Getting out of bed had been no easy task, either. She'd hardly managed to convince her body that it wouldn't shatter the moment her feet touched the floor. In the end, she'd been late to her first class of the day, which hadn't helped her quivering hands and buckling knees in the slightest. 

"I'm pretty tired today," Hermione replies, slower than she'd like as she comes back to the present. "I'm sorry for running out on you, though." She tries so hard to make it seem sincere, but she can't convinces herself, so she doubts she does a good job. She never tries hard enough anyway; She's never good enough. 

"You aren't sick, are you? Are your ribs causing you any pain?" Theo steps closer, hands raising like he wants to reach out and touch her. He freezes when Hermione presses back into her chair, avoiding his touch with absolutely no subtlety. 

Hermione scolds herself for the automatic reaction. It's just that touching isn't good right now for her. Touching means them being too close and them being too close means the possibility of her parent's words coming true and Hermione might hurt them.
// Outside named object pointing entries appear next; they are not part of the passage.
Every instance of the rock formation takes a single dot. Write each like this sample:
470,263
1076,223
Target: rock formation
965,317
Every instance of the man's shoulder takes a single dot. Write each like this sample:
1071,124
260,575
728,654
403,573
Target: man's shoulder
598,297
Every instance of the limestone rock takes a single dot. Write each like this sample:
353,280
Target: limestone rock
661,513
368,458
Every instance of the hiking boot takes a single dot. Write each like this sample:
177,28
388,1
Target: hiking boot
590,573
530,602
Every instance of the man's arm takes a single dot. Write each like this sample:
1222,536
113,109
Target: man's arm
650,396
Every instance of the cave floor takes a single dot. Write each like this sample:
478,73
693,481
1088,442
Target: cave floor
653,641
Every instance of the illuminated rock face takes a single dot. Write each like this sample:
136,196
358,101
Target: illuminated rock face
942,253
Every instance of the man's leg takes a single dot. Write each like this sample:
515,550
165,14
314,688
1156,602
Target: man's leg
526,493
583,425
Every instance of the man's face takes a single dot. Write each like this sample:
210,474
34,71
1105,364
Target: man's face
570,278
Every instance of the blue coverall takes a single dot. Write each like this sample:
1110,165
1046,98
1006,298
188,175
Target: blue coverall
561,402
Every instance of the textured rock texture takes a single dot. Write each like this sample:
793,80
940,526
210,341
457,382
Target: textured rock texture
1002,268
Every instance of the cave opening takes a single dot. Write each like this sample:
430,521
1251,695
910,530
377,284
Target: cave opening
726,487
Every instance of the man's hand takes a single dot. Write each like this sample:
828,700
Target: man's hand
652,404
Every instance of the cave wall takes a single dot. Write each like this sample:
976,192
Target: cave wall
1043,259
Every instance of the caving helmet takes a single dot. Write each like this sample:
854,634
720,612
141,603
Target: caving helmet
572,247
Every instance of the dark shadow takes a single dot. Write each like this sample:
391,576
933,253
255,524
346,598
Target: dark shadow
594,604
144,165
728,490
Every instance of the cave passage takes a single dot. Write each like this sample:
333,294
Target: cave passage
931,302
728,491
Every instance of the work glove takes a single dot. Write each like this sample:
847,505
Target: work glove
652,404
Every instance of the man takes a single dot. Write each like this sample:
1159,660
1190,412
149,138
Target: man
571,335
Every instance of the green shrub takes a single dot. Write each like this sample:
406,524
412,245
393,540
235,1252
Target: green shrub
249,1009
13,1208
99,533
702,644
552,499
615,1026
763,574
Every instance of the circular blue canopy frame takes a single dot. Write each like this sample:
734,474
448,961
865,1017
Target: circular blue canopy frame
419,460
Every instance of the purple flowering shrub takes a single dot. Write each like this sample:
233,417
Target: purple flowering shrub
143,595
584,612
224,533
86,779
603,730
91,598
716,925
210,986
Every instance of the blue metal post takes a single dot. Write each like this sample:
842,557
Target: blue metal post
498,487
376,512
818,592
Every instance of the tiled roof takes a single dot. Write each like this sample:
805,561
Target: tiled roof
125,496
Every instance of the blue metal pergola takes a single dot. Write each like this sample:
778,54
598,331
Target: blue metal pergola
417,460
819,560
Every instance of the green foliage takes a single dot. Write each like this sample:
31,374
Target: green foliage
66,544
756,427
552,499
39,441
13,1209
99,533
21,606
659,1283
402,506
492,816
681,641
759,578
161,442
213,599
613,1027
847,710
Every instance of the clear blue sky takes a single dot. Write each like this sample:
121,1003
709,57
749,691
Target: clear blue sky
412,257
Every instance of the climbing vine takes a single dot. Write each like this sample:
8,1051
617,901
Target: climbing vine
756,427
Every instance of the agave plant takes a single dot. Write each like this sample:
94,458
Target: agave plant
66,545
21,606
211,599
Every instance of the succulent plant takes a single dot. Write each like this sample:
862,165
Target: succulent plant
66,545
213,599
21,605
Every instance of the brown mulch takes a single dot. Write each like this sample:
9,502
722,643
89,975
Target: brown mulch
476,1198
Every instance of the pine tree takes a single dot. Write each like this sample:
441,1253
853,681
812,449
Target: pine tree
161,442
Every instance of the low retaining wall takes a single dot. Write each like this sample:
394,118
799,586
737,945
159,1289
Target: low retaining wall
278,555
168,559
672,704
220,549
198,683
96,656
She doesn't want that, so she can't let them be close, not with her parent's hate so fresh in her mind and her own doubts of her ability to control herself slithering through her head. 

Reasoning it out to herself doesn't lessen the guilt or chase away the look of hurt on Theo's face. 

"I'm fine," she says. Not one of them believe her, but no body seems willing to call her lie out. Well, Draco tilts his head and his eyes flash with a look that says he's holding something back, but he doesn't speak up, so the lie passes by without recognition. "Like I said, I'm just tired. You know I don't always sleep well." It's a whispered reminder, given that only Blaise and Theo know about her sleeping habits, even if their knowledge is limited. 

Draco turns away and drops onto the sofa, acknowledging her desire for a small bit of privacy, but for a moment, Hermione is sure she'd seen him wince in sympathy for her. She wonders if he'd heard her after all. 

"Right," Theo sighs in remembrance. "I'm sorry. Maybe tonight will be better for you?" His suspicion has dropped away, like Hermione knew it would. 

She hopes that tonight will be better, but it surely won't be. Her bad days never end at the twenty-four hour mark. "Definitely," she enthuses anyway, forcing a smile. "It'll be better tonight, I know it."